Tuesday, September 9, 2008

This 300w business is KEEL(HAUL)ING me...

I'm picking on a single Achebe point - the contrast between the women. Although the seemingly positive light the "savage and superb" African is presented in can be deflected by analysing her portrayal as a version of the exoticised noble savage and heeding Achebe's claim that "she is in her place and so can win Conrad's special brand of approval," I believe that the portrayal of the "refined, European woman" that Achebe sees her as a "savage" and inferior "counterpart to" (14) is not as positive as Achebe clearly makes it out to be either. She is strongly aligned with the twisted Kurtz and while Conrad "bestow[s]…human expression" (Achebe, 15) upon her, her words "silenc[e]" Marlow "into an appalled dumbness," (155) and invoke in him "a chill grip on [his] chest" (157): "eloquent" she may be, she is nevertheless a ghastly "phantom." (156) Her final pronouncement is also significant - what "she knew…was sure" (157) of is wrong. Next to her oppressive, horrifying, and mistaken figure, the "barbarous and superb woman" who "did not so much as flinch" (146) at the whistle seems to me rather the preferable encounter. Furthermore, she does speak, "shout[ing] something," (145) albeit something that Marlow does not understand - but neither does he seem to understand the "appall[ing]" declarations of love for Kurtz expressed by the other.
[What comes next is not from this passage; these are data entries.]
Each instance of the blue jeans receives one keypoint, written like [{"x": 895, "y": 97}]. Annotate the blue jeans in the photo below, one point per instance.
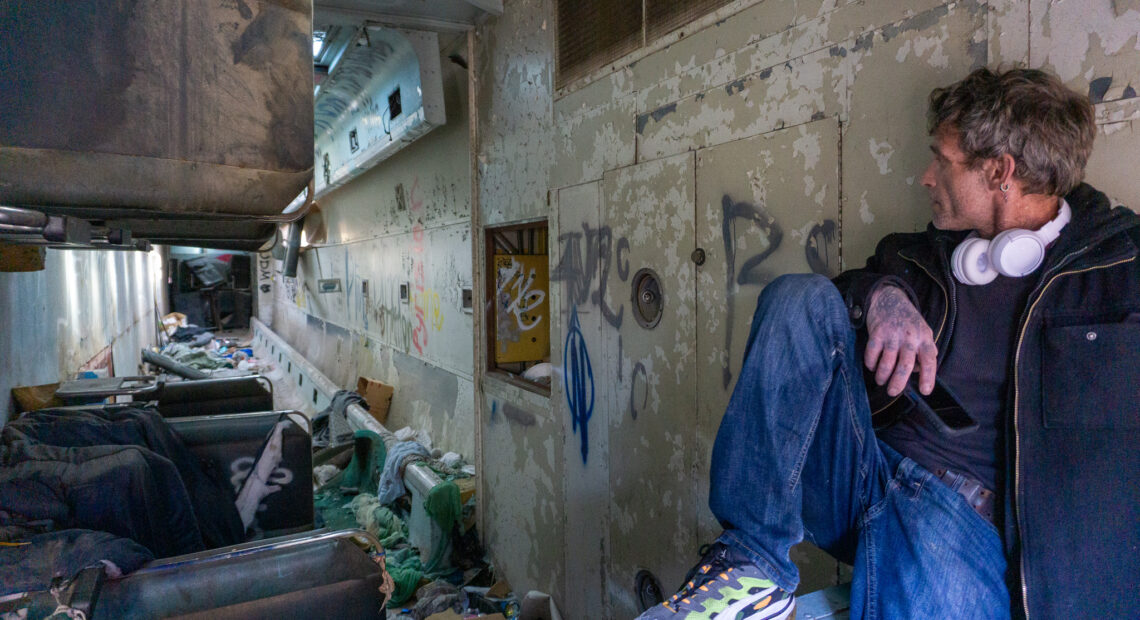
[{"x": 796, "y": 458}]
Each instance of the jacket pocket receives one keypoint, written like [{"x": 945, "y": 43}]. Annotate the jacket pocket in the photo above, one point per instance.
[{"x": 1091, "y": 376}]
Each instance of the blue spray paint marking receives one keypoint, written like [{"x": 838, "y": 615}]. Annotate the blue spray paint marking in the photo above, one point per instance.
[{"x": 579, "y": 380}]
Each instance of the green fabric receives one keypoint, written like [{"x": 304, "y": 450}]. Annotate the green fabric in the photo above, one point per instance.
[
  {"x": 406, "y": 570},
  {"x": 379, "y": 521},
  {"x": 442, "y": 505}
]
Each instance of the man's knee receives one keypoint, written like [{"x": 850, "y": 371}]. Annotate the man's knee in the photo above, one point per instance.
[{"x": 809, "y": 292}]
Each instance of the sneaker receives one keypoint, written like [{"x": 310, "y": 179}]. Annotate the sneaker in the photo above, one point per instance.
[{"x": 719, "y": 588}]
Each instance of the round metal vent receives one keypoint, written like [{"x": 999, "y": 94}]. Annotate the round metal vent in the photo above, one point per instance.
[
  {"x": 649, "y": 589},
  {"x": 648, "y": 300}
]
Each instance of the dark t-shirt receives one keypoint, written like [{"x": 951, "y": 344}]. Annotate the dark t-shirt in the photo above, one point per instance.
[{"x": 977, "y": 369}]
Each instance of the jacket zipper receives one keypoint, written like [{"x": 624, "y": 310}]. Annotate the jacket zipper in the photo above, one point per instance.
[
  {"x": 942, "y": 324},
  {"x": 951, "y": 306},
  {"x": 1017, "y": 400}
]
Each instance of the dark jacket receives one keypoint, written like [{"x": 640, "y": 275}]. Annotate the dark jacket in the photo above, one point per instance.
[{"x": 1073, "y": 437}]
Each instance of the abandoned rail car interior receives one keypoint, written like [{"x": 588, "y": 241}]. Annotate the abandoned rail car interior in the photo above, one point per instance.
[{"x": 544, "y": 309}]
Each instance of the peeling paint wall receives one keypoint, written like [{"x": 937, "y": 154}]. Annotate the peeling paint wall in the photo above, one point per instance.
[
  {"x": 405, "y": 223},
  {"x": 55, "y": 320},
  {"x": 786, "y": 137}
]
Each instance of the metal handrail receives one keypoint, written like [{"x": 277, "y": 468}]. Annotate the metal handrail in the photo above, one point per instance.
[
  {"x": 22, "y": 220},
  {"x": 217, "y": 555}
]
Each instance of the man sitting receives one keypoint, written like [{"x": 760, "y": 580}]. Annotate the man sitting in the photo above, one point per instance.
[{"x": 1023, "y": 300}]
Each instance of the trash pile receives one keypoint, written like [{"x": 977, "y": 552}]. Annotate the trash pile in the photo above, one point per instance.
[
  {"x": 358, "y": 482},
  {"x": 195, "y": 352}
]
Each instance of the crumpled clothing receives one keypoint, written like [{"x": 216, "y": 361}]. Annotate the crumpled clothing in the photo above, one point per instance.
[
  {"x": 331, "y": 426},
  {"x": 379, "y": 521},
  {"x": 63, "y": 554},
  {"x": 323, "y": 473},
  {"x": 399, "y": 456},
  {"x": 153, "y": 489},
  {"x": 420, "y": 437},
  {"x": 406, "y": 570},
  {"x": 188, "y": 333}
]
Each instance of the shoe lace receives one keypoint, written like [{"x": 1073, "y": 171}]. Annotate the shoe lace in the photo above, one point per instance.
[{"x": 711, "y": 565}]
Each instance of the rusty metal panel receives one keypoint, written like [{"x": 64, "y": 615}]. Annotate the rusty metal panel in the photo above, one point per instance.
[
  {"x": 523, "y": 476},
  {"x": 171, "y": 106},
  {"x": 649, "y": 210},
  {"x": 521, "y": 308},
  {"x": 595, "y": 135},
  {"x": 765, "y": 206}
]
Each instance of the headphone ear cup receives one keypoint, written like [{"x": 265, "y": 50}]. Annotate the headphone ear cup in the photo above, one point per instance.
[
  {"x": 970, "y": 262},
  {"x": 1016, "y": 252}
]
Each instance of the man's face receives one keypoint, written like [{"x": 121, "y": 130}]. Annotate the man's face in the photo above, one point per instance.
[{"x": 960, "y": 197}]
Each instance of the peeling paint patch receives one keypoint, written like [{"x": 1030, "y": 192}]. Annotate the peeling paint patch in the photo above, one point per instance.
[
  {"x": 1098, "y": 88},
  {"x": 920, "y": 22},
  {"x": 657, "y": 115},
  {"x": 881, "y": 153}
]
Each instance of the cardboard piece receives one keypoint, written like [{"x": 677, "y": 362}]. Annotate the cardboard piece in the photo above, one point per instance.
[
  {"x": 30, "y": 398},
  {"x": 448, "y": 614},
  {"x": 379, "y": 396}
]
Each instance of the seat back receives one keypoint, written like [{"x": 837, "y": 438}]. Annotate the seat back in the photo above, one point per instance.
[
  {"x": 216, "y": 396},
  {"x": 230, "y": 442},
  {"x": 317, "y": 574}
]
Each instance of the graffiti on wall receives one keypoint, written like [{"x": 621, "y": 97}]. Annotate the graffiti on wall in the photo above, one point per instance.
[
  {"x": 579, "y": 381},
  {"x": 416, "y": 209},
  {"x": 587, "y": 255},
  {"x": 751, "y": 270}
]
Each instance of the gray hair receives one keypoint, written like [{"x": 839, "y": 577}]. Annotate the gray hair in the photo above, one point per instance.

With just this, I'm not really contesting Achebe's claim that Conrad was "a bloody racist," (19) but I feel he oversimplifies Darkness, as this example shows. I find it interesting that reading Achebe seems to produce audience indignation on Conrad's behalf. As my post might indicate, I feel this justified, but I also wonder whether, ala Gikandi's conclusion, it arises because we still can't "displace" Conrad "from the ritualised place that he occupies in the modern" (476) library.

1 comment:

akoh said...

Check/check plus
Interesting thoughts but your exact point was somewhat unclear Jean! So what were you saying about the difference between Conrad's women exactly, and how did it connect to Achebe?